Economie

Le secteur de la construction vacille et réclame l'attention des pouvoirs publics wallons

Le secteur de la construction a perdu 8000 emplois depuis 2012
03 févr. 2015 à 16:42Temps de lecture1 min
Par Carl Defoy

"Par rapport à 2012, on s’attend à une chute du chiffre d’affaires de 31% et le nombre d’emplois, évidemment, va suivre avec une chute de 26%."

C’est Bernard Cornez qui s’exprime ainsi au nom des entrepreneurs de travaux de voirie. Mais le constat s’étend à tout le secteur qui enregistre un record du nombre de faillites en 2014 et constate la perte de 8000 emplois entre 2012 et aujourd’hui.

Combattre le dumping social
C’est plus que Caterpillar, Ford Genk ou Arcelor Mittal. Mais ça ne secoue guère l’opinion publique parce que, explique Francis Carnoy, ce sont des plus petites structures qui disparaissent. Le directeur général de la Confédération de la Construction Wallonne est convaincu que c’est l’effet d’une conjoncture en baisse et du robinet du crédit qui se resserre.

Mais pas seulement: "Si on a perdu 8000 emplois, c’est la baisse de l’activité, c’est aussi la conséquence du statut unique ouvrier/employé mais c’est surtout le dumping ."

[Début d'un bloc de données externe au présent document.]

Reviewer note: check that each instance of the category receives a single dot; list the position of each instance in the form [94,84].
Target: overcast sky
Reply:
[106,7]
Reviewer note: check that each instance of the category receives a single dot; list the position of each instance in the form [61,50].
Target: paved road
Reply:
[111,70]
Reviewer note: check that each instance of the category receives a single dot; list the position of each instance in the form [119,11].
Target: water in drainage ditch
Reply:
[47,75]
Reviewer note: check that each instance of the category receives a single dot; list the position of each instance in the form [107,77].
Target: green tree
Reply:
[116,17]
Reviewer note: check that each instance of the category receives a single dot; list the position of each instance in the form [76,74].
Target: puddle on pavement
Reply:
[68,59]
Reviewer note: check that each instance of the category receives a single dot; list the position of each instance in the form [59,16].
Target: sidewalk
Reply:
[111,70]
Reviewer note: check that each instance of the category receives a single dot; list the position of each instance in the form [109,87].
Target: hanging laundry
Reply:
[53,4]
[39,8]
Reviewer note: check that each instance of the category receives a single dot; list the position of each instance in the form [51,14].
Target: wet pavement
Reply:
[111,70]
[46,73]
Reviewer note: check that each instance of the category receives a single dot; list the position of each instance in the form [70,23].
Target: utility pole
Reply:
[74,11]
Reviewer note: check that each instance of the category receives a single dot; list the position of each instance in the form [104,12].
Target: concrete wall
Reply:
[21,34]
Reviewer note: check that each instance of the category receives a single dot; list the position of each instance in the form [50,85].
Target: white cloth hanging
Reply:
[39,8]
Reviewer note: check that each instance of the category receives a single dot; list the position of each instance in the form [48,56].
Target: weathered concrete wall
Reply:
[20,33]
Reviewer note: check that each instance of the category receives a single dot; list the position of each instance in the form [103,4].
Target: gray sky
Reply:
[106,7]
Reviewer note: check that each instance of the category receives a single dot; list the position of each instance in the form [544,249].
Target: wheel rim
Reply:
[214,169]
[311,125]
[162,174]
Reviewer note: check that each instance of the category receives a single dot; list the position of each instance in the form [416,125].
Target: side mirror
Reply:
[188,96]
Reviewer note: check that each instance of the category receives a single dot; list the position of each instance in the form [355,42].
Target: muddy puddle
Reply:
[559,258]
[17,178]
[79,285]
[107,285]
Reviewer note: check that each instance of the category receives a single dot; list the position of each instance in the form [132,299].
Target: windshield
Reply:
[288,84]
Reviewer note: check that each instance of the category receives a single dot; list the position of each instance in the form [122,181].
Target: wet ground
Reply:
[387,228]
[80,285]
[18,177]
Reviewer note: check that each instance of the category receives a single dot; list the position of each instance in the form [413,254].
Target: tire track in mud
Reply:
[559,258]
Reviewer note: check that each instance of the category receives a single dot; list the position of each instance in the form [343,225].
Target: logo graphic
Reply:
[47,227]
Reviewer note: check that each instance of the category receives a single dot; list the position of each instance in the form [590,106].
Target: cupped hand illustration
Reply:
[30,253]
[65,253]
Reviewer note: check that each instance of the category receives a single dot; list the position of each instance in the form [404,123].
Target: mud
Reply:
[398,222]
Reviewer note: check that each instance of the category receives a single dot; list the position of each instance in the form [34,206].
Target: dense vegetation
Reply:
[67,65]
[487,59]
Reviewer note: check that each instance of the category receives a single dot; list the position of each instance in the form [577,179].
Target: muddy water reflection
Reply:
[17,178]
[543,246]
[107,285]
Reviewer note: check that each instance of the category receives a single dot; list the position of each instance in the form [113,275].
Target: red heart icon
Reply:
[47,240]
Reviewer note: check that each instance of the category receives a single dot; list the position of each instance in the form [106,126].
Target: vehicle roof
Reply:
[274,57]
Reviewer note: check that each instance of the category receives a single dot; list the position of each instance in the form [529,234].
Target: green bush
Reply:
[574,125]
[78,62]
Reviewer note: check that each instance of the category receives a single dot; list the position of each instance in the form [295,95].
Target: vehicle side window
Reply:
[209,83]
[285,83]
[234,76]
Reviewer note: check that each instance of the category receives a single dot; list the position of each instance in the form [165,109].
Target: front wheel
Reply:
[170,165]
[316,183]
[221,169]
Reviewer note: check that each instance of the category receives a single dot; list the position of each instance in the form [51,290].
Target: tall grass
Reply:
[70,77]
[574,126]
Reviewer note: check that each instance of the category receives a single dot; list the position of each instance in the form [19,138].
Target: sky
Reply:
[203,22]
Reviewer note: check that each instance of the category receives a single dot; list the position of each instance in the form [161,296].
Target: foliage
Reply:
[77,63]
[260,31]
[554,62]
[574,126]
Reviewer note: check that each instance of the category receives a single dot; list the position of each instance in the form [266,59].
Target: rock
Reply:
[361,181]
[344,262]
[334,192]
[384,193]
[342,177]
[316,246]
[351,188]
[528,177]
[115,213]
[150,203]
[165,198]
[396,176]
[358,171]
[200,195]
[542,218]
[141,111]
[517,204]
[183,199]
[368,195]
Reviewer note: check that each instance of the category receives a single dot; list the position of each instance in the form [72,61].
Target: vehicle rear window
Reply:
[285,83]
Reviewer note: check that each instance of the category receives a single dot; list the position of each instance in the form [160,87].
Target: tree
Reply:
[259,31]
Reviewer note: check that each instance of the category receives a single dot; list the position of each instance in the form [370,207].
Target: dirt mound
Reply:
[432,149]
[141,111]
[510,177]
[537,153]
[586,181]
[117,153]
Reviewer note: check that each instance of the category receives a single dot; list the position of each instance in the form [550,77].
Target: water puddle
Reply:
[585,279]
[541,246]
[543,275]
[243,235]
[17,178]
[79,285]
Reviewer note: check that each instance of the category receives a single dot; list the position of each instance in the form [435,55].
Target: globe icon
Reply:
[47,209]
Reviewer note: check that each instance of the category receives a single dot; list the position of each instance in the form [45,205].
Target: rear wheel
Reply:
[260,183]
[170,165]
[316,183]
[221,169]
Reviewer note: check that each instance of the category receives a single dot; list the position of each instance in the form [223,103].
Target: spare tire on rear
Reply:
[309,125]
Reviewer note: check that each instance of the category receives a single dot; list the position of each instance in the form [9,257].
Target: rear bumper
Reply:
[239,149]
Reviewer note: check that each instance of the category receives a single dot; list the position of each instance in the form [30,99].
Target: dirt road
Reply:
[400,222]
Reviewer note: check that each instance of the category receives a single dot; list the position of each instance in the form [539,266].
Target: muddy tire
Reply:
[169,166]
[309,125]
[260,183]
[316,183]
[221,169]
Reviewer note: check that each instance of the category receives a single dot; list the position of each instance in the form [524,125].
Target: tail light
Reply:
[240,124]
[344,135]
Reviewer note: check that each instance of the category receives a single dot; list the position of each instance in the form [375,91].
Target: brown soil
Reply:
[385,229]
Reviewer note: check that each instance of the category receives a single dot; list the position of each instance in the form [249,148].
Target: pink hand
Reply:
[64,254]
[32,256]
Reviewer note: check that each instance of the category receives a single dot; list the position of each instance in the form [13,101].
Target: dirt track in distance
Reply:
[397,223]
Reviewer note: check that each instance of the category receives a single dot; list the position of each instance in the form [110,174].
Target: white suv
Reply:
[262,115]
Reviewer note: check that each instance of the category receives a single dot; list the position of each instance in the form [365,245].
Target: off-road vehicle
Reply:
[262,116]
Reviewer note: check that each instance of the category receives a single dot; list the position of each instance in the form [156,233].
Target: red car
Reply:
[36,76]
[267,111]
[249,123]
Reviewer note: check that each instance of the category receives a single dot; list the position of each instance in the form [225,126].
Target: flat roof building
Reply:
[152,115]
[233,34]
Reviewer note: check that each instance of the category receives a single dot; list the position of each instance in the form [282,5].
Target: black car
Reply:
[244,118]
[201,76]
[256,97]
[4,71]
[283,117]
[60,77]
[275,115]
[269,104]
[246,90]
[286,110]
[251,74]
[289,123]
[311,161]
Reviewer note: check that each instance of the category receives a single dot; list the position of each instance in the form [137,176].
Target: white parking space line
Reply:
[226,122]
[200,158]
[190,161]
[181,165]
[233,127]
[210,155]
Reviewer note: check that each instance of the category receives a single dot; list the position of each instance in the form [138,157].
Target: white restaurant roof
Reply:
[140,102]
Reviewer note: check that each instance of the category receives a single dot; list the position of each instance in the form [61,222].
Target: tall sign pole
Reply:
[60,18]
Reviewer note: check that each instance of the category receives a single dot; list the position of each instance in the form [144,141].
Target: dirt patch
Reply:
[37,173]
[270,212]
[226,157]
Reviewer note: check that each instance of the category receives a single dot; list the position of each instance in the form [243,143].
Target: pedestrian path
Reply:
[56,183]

Entendez "dumping social" lié à l’utilisation de main d’œuvre illégale. Francis Carnoy suggère donc de contrôler d’avantage les chantiers. Mais il insiste surtout pour que le secteur soit considéré comme l’acteur économique important qu’il est.

Travaux bâclés, argent gâché

D’autres interlocuteurs regrettent les soubresauts de la politique des primes dont ils réclament la simplification ; ils recommandent aussi que les pouvoirs publics investissent au minimum dans la préservation de leur patrimoine.

Au final, moins cher si c’est fait de façon intelligente, avertit Bernard Cornez. En effet, selon lui, il faut parfois réaliser des chantiers avec des moyens insuffisants. "Quand cela coûte 200 et qu’on ne dispose que de 100, on doit faire le travail à moitié, dit-il. Et si, en plus, on vous demande une garantie de 10 ans, comment voulez-vous assurer ?"

Difficile dialogue entre des entrepreneurs dont les carnets de commande se vident et des donneurs d’ordre désargentés. D’autant qu’à cette équation, les pouvoirs publics doivent encore ajouter les contraintes européennes: l’Europe considère beaucoup d’investissements comme des dépenses. Or la dette wallonne, surveillée de près, ne peut franchir certains seuils.